Leslie Hindman Auctioneers recently auctioned off Elvis Presley collectibles featuring clothes and “sweat-stained scarves,” as well as a clump of what is alleged to be The King’s actual hair. The dark locks are believed to be from when Elvis received his crewcut upon entering the Army in 1958. The auction house consulted a collector who also claimed to have Elvis hair (meaning there are apparently “Elvis hair experts”); he determined the clump to be legit. The clippings sold for a meager $18,300.
Is dead celebrity hair becoming its own cottage industry? Burnt hair alleged to be from Michael Jackson after it caught fire in a Pepsi commercial was also recently auctioned and, this summer, a company announced it would be turning carbon from Jackson’s hair into collectible diamonds. For those interested, Minimum Gauge would like to make it known that we are offering Billy Mays’ beard, six pubes from DJ AM and both of Ed McMahon’s eyebrows for rock-bottom prices.
New York Gov Hearts Hip Hop
After the MC Karl Rove debacle and RNC chairman Michael Steele’s decision to call his RNC.com blog “What Up?”, you’d think politicians would be wary of co-opting urban and Hip Hop culture.
When MTV News decided to release a list of today’s “Hottest MCs,” the gov was quick to comment: “There are too many people who think you become successful by mimicking what others have done … but it’s those people who blaze new trails that I think are the MCs of the future. I also think that the MC that figures out that people 18 and older who got the right to vote in 1972 never exercised it till 2008 — there’s a real culture for discussing how our government works and how our society works.”

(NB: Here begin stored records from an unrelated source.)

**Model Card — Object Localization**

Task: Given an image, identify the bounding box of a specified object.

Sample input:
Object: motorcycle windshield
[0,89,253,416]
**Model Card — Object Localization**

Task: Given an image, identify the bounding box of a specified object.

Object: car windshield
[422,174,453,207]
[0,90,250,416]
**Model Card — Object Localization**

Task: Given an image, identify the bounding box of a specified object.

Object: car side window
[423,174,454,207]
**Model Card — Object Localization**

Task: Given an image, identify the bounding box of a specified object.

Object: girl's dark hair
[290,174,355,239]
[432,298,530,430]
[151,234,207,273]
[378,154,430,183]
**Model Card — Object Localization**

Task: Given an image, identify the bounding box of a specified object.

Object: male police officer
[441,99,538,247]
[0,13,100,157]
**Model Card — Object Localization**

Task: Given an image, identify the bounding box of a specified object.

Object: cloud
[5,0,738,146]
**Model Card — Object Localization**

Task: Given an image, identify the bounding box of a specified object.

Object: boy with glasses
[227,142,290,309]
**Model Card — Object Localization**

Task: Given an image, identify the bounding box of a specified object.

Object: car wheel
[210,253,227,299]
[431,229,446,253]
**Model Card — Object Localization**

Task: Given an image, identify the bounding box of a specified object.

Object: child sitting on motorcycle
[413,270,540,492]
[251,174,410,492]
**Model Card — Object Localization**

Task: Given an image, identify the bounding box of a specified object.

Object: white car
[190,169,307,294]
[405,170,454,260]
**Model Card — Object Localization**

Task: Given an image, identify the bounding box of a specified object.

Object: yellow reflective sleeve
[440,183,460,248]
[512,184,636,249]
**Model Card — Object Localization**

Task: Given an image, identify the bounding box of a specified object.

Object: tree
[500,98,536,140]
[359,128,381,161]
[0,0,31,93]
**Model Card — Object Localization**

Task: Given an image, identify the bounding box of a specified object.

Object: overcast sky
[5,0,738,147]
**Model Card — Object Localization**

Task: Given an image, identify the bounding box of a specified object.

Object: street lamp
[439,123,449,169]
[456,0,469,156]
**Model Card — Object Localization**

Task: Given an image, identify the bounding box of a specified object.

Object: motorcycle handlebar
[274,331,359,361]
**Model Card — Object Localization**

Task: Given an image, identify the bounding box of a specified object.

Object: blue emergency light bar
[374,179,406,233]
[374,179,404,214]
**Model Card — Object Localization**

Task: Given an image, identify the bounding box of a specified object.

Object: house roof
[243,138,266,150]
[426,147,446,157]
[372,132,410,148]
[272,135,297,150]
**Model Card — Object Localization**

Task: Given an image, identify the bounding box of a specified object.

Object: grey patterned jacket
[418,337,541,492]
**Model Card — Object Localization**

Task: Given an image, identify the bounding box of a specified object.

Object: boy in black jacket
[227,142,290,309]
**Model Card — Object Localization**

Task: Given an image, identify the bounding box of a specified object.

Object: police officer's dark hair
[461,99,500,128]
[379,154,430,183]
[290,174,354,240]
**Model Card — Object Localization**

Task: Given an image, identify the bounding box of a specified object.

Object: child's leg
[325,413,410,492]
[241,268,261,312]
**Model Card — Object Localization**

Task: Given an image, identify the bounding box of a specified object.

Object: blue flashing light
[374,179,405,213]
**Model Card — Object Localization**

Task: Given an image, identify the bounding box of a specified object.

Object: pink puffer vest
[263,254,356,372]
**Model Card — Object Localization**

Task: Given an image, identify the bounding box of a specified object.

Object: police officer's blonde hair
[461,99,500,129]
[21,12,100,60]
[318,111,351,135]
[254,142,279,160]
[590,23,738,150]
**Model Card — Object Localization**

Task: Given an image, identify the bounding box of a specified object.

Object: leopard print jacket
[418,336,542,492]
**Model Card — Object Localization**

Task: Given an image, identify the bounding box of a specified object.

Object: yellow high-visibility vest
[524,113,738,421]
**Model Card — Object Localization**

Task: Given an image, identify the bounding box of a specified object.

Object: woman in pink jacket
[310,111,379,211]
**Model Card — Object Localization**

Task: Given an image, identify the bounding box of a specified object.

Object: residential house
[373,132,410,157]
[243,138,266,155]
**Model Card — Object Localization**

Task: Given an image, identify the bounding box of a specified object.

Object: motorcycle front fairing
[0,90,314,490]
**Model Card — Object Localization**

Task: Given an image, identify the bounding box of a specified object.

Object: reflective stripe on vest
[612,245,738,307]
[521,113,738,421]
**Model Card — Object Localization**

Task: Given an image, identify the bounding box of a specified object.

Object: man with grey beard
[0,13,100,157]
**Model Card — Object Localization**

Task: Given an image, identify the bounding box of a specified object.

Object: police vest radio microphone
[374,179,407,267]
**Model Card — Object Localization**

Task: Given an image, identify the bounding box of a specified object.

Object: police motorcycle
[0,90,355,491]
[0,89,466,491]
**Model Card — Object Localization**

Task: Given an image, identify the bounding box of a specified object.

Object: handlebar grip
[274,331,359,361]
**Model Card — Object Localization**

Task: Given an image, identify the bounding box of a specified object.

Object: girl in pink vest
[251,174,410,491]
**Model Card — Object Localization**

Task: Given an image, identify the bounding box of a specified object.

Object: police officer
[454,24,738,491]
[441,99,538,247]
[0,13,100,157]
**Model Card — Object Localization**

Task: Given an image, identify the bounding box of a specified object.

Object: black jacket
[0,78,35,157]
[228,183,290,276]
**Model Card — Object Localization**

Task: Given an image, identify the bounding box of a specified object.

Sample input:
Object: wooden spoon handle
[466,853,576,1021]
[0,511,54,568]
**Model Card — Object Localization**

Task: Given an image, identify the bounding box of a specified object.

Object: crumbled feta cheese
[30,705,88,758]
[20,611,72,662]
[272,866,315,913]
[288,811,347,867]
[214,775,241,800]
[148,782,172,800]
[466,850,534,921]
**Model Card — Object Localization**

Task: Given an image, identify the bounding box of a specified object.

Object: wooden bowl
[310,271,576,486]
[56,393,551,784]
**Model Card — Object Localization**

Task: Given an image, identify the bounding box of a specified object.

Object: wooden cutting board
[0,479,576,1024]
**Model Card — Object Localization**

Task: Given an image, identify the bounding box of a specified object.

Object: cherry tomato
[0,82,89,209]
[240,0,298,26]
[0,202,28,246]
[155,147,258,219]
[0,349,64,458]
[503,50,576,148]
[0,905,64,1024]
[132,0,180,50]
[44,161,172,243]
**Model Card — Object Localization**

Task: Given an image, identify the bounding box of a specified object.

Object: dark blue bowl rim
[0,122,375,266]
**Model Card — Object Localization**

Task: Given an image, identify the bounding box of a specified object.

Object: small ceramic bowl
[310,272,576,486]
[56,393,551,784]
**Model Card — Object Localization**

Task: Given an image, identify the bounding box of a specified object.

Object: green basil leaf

Meanwhile, Ohio Gov. Ted Strickland dismissed the Jigga’s crowning and declared MC Hammer “Hottest MC of All-Time” for his endurance, lyrical prowess and crazy-cool giant pants.
Pay for Play
As the music industry searches for more and more ways to recoup money lost to illegal downloads, it is now hitting up an old ally for some steady income. A bill that would make broadcast radio pay performers for the music it plays passed the Senate Judiciary Committee recently. The bill will now go to the full Senate for approval.
Some fear such a law would kill smaller, non-conglomerate radio. Given the radio industry’s own financial struggles don’t be surprised if the FM dial starts to quickly fill up with “All Talk, All the Time” stations if the law passes.